The most likely risk of military conflict comes from Chinese claims to Taiwan, according to U.S. intelligence reports.
The Biden administration’s main effort to counter Chinese economic competition has been the CHIPS and Science Act that President Joe Biden signed into law last August. It allocates about $280 billion in new funding to boost domestic research and manufacturing for the U.S. semiconductor industry.
The subsidies and investment tax credits are eligible only to U.S. manufacturers in an effort to bring back an industry that China dominates.
The industry is taking on increasing importance among policymakers as artificial intelligence plays a bigger role in world economies. Semiconductors are critical to artificial intelligence.
China has criticized the CHIPS and Science Act as a Cold War maneuver.
In addition to competition over critical technologies, the Homeland Security Department described threats from espionage and the possibility of attacks on U.S. infrastructure when last month it announced its “90-day sprint” against Chinese infiltration.
Homeland Security Secretary Alejandro Mayorkas said his department would “sprint” to assess how China could harm the United States and to develop strategies to minimize the vulnerabilities.
The question the Subcommittee on Counterterrorism, Law Enforcement and Intelligence is confronting is whether they’ve really done enough.
Rep.
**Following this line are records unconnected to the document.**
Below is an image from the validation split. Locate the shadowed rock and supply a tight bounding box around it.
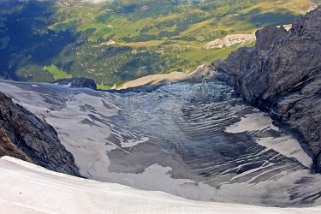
[0,93,79,176]
[212,7,321,172]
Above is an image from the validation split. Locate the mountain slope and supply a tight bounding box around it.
[213,7,321,172]
[0,93,79,175]
[0,157,321,214]
[0,0,315,87]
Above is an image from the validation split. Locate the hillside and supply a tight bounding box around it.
[0,0,315,88]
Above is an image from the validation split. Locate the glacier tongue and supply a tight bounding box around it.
[0,81,321,206]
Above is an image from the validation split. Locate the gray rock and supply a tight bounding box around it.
[53,77,97,90]
[212,7,321,172]
[0,93,80,176]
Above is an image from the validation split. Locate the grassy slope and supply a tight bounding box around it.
[0,0,314,87]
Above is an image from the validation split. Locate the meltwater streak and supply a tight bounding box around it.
[0,81,321,206]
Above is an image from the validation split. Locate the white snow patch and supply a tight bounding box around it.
[0,157,321,214]
[225,112,279,133]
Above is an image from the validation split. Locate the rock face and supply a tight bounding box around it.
[204,33,255,49]
[54,78,97,90]
[212,7,321,172]
[0,93,79,176]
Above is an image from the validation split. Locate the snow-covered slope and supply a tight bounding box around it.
[0,157,321,214]
[0,81,321,207]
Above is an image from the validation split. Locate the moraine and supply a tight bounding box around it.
[0,81,321,206]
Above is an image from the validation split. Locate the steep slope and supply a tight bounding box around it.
[0,157,321,214]
[213,7,321,172]
[0,0,315,88]
[0,80,321,207]
[0,93,79,175]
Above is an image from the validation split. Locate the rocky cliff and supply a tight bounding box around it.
[212,7,321,172]
[0,93,79,175]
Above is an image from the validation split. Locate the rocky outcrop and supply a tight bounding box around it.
[53,78,97,90]
[212,7,321,172]
[204,33,255,49]
[0,93,79,176]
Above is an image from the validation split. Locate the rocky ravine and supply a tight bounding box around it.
[0,93,79,176]
[212,7,321,172]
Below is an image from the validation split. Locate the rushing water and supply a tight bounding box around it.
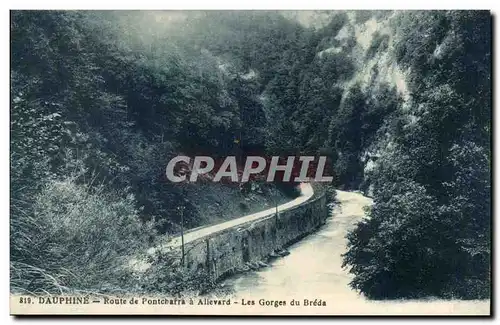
[225,191,489,315]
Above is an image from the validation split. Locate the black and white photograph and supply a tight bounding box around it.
[6,10,493,316]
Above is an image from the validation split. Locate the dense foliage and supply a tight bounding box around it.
[11,11,491,298]
[345,12,491,298]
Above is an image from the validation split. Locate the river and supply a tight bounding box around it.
[224,191,490,315]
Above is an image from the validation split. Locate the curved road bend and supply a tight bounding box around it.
[148,183,314,254]
[224,191,489,315]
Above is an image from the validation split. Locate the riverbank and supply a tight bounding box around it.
[224,191,490,315]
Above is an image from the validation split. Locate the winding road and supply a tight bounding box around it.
[224,191,489,315]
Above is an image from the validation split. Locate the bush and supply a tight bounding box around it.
[10,178,154,294]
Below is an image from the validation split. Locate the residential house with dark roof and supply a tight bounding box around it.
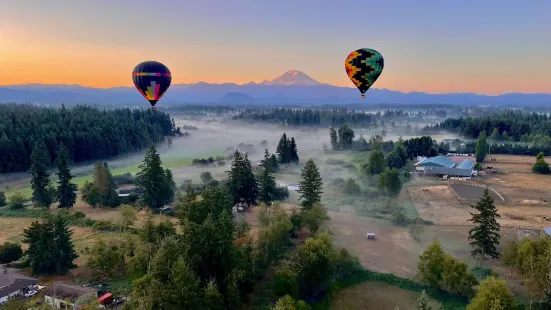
[0,268,38,305]
[44,282,98,310]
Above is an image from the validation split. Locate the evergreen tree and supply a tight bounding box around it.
[164,168,176,204]
[23,214,78,274]
[298,159,323,210]
[55,143,77,209]
[469,188,500,258]
[329,127,340,151]
[135,145,170,209]
[0,192,8,208]
[228,150,258,206]
[289,137,299,164]
[475,130,488,163]
[415,290,432,310]
[532,152,551,174]
[276,133,291,164]
[258,149,277,205]
[366,150,386,174]
[30,141,54,208]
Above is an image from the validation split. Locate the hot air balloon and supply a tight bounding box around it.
[344,48,384,98]
[132,61,172,111]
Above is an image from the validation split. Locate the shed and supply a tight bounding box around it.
[415,156,455,168]
[455,159,475,169]
[425,167,473,177]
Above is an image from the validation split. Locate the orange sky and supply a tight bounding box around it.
[0,0,551,94]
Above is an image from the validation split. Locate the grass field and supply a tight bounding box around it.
[5,153,223,199]
[329,281,440,310]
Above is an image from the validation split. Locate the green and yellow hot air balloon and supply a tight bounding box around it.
[344,48,384,98]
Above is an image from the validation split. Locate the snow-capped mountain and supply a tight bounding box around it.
[262,70,321,86]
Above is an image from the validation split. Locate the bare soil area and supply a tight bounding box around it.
[329,282,440,310]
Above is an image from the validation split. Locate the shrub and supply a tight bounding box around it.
[8,192,26,210]
[113,172,135,185]
[272,268,299,299]
[0,242,23,264]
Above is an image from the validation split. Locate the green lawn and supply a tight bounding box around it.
[6,152,225,199]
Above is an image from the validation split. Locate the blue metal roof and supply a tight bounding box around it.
[415,156,455,168]
[455,159,475,169]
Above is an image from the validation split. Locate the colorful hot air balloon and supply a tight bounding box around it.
[344,48,384,98]
[132,61,172,111]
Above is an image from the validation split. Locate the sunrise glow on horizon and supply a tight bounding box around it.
[0,0,551,95]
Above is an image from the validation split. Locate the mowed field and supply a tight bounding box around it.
[329,282,440,310]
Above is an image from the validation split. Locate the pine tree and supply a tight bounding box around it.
[135,145,168,209]
[289,137,299,164]
[55,143,77,209]
[228,150,258,206]
[0,192,8,207]
[30,141,54,208]
[165,168,176,204]
[258,149,277,205]
[276,133,291,164]
[329,127,340,151]
[415,290,432,310]
[469,188,500,258]
[475,130,488,163]
[298,159,323,210]
[23,214,78,274]
[532,152,551,174]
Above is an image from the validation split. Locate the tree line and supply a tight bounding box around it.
[233,108,422,126]
[432,110,551,144]
[0,104,178,173]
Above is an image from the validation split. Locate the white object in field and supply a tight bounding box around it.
[287,185,300,192]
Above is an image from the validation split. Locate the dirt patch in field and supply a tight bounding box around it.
[450,183,504,203]
[329,282,440,310]
[329,212,478,278]
[407,184,551,228]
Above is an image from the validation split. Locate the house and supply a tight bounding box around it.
[455,159,475,169]
[415,156,455,168]
[44,283,98,310]
[0,268,38,305]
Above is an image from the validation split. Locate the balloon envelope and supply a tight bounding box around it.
[344,48,384,98]
[132,61,172,107]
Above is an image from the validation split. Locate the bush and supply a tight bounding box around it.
[8,192,26,210]
[272,268,299,299]
[113,172,135,185]
[471,266,496,280]
[342,178,362,195]
[0,242,23,264]
[92,221,121,231]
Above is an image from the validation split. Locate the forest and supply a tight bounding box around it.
[0,104,177,173]
[425,110,551,142]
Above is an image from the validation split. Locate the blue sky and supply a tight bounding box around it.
[0,0,551,94]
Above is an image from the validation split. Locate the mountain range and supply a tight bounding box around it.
[0,70,551,107]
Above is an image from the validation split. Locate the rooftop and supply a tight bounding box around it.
[455,159,475,169]
[0,269,38,297]
[44,283,98,300]
[425,166,473,177]
[415,156,455,168]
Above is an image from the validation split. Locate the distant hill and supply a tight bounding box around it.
[0,70,551,107]
[218,92,255,104]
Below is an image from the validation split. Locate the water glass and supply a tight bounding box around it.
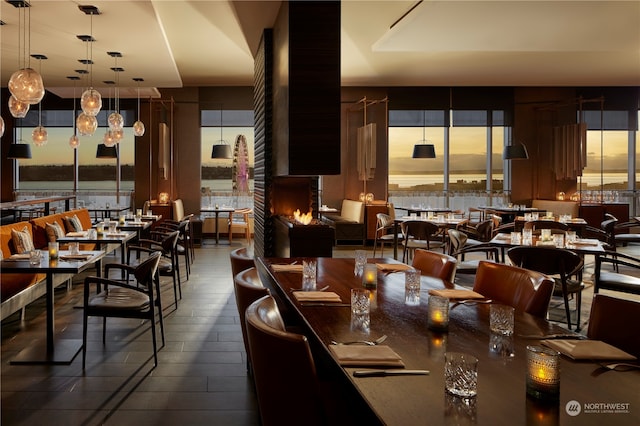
[404,269,420,306]
[444,352,478,398]
[351,288,371,334]
[29,250,42,266]
[302,259,318,291]
[353,250,367,277]
[489,304,514,336]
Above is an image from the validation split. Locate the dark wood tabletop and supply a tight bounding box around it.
[257,258,640,425]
August Pfluger, R-Texas, the subcommittee chairman, estimated that Chinese thefts of U.S. intellectual property cost an average of $4,000 to $6,000 a year for each American household.
Intellectual property most commonly refers to inventions and other innovations developed by industries. The developers get patents on them for which they are supposed to be paid royalties if other groups use them.
The U.S. Commerce Department accuses China of implementing American innovations in its own industries without paying royalties, subsidizing them until competitors are driven out of business and then dominating the markets.
“China has been racing ahead for decades while we try to catch up,” Pfluger said.
Rep. Seth Magaziner, D-R.I., said unfair competition is threatening U.S. national defense and “expanding China’s reach into hundreds of companies around the world.”
He added, “The [Chinese Communist Party] does not plan to stop.”
The latest competitive volley was announced Sunday, when the Chinese government ordered its users of computer equipment important to its economy to stop buying products from Micron Technology, Inc., the biggest U.S. semiconductor manufacturer.
Micron’s computer chips carry “serious network security risks” for China’s information infrastructure and national security, the Cyberspace Administration of China said on its website.
Europe and Japan also are reducing Chinese access to their technology that they say could be used in weapons as President Xi Jinping’s government threatens to attack Taiwan and is increasingly aggressive toward Japan.